Este intento de presentar la demagogia xenófoba elogiada por los neofascistas como marxismo es un fraude político repugnante. El Manifiesto Comunista, escrito por Karl Marx y Friedrich Engels, comienza declarando, "La historia de todas las sociedades hasta ahora existentes es la historia de las luchas de clases", y termina con una declaración que se ha celebrado durante 150 años: "Proletarios de todos los países ¡uníos!".

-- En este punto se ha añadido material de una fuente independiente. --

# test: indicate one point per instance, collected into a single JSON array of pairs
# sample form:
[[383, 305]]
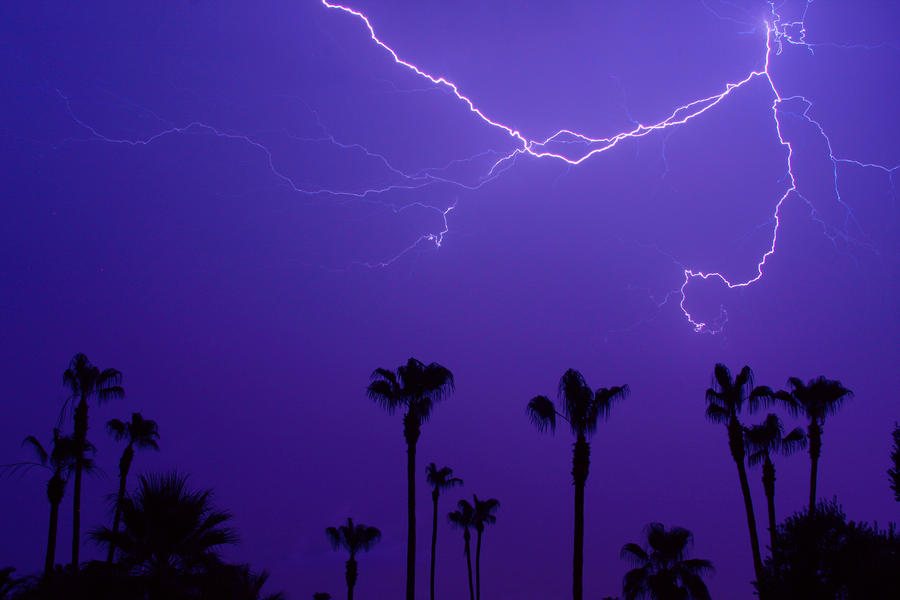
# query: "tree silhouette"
[[894, 471], [86, 381], [581, 408], [662, 570], [766, 439], [416, 387], [438, 479], [60, 461], [169, 535], [353, 539], [463, 518], [724, 402], [483, 515], [814, 401], [140, 433]]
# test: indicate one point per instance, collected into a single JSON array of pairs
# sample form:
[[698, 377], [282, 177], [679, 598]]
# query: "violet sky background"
[[244, 322]]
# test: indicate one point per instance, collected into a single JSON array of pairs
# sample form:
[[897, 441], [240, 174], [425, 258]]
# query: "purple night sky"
[[243, 206]]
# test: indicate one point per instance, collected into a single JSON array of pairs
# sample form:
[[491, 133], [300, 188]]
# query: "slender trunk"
[[466, 537], [815, 450], [434, 497], [81, 424], [769, 487], [124, 466], [580, 465], [55, 490], [351, 575], [478, 565], [411, 432], [736, 445]]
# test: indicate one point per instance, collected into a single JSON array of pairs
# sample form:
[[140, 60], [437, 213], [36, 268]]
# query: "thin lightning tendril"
[[778, 34]]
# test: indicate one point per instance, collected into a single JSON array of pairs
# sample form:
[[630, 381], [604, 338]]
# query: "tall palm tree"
[[352, 538], [724, 401], [60, 461], [662, 570], [170, 534], [483, 515], [766, 439], [439, 479], [416, 387], [814, 400], [580, 408], [140, 433], [86, 381], [462, 518]]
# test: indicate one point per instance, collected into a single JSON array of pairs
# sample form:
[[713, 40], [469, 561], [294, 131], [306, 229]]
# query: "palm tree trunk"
[[580, 465], [815, 450], [124, 466], [411, 432], [769, 487], [434, 497], [478, 566], [736, 445], [351, 575], [466, 537]]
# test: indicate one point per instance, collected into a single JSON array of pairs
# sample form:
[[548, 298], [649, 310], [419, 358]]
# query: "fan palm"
[[724, 401], [766, 439], [464, 518], [415, 387], [580, 408], [170, 534], [140, 433], [86, 381], [483, 515], [814, 400], [439, 479], [60, 461], [352, 538], [662, 570]]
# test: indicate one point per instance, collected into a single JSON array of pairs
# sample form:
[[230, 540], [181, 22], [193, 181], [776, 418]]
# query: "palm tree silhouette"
[[662, 570], [439, 479], [170, 534], [766, 439], [581, 408], [463, 518], [416, 387], [724, 402], [60, 461], [352, 538], [142, 434], [483, 515], [86, 381], [814, 400]]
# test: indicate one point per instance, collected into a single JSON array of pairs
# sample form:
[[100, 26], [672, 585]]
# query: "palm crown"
[[581, 408]]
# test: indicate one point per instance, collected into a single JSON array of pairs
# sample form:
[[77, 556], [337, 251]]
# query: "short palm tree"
[[581, 408], [766, 439], [439, 480], [724, 401], [86, 381], [464, 518], [60, 461], [170, 534], [416, 387], [353, 538], [662, 570], [483, 516], [814, 400], [140, 433]]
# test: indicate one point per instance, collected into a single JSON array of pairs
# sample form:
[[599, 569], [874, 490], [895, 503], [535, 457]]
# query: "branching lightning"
[[572, 147]]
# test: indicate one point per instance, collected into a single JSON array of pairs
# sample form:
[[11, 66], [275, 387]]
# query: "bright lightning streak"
[[777, 34]]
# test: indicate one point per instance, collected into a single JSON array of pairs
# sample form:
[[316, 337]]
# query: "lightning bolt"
[[568, 146]]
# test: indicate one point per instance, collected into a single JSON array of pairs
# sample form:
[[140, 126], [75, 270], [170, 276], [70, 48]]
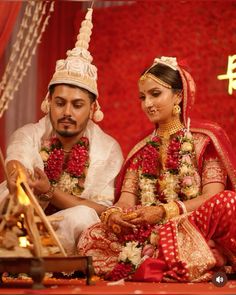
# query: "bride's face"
[[157, 101]]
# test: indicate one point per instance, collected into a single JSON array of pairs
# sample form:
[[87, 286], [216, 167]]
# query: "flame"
[[22, 196], [23, 242]]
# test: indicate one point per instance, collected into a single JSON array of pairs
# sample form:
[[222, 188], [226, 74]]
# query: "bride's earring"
[[98, 114], [176, 110]]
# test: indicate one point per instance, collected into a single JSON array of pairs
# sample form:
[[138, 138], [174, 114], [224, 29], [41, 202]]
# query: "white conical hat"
[[77, 69]]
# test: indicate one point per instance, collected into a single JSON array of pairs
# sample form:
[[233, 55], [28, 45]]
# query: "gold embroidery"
[[213, 171], [131, 182], [193, 249]]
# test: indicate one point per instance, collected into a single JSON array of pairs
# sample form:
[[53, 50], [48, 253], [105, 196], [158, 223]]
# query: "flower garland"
[[178, 180], [137, 246], [69, 176]]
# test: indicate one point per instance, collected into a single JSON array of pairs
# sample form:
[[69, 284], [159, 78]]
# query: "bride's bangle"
[[106, 214], [48, 195], [171, 210], [182, 207]]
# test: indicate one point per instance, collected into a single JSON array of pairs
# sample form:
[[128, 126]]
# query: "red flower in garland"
[[76, 164], [172, 161], [150, 157], [78, 158]]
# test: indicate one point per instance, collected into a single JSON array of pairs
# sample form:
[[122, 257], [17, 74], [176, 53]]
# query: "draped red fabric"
[[8, 14]]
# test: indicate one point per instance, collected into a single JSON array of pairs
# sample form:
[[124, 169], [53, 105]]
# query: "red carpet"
[[75, 286]]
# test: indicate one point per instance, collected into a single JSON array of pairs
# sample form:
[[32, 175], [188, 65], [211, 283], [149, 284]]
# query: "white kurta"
[[105, 162]]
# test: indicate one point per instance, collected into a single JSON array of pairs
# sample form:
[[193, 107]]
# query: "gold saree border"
[[193, 249]]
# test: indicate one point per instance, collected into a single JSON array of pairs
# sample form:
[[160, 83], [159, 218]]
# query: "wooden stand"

La tarea esencial de los marxistas siempre ha sido unir a la clase obrera en la lucha, sobre todo para superar las divisiones nacionales a lo largo de las cuales la clase dominante busca dividirla. Los marxistas siempre han insistido en que una lucha común contra el nacionalismo, el neofascismo y el militarismo –las herramientas políticas de operadores políticos cuestionables como Kuzmanovic— uniría a los trabajadores inmigrantes y nativos.

Kuzmanovic, un exparacaidista, trabajó en Ruanda en 1994, cuando París apoyaba al régimen genocida de Juvénal Habyarimana y participó en operaciones de inteligencia francesas en Yugoslavia. Él es parte de una capa completa de agentes de policía y de inteligencia dentro de LFI, incluido el jefe del sindicato policial dentro de la Confederación General del Trabajo, Alexandre Langlois, y el sindicalista del Ministerio del Interior, Georges Knecht. Su integración en el aparato de represión dirigido contra la clase obrera por el imperialismo francés subraya que no tienen nada en común con el marxismo.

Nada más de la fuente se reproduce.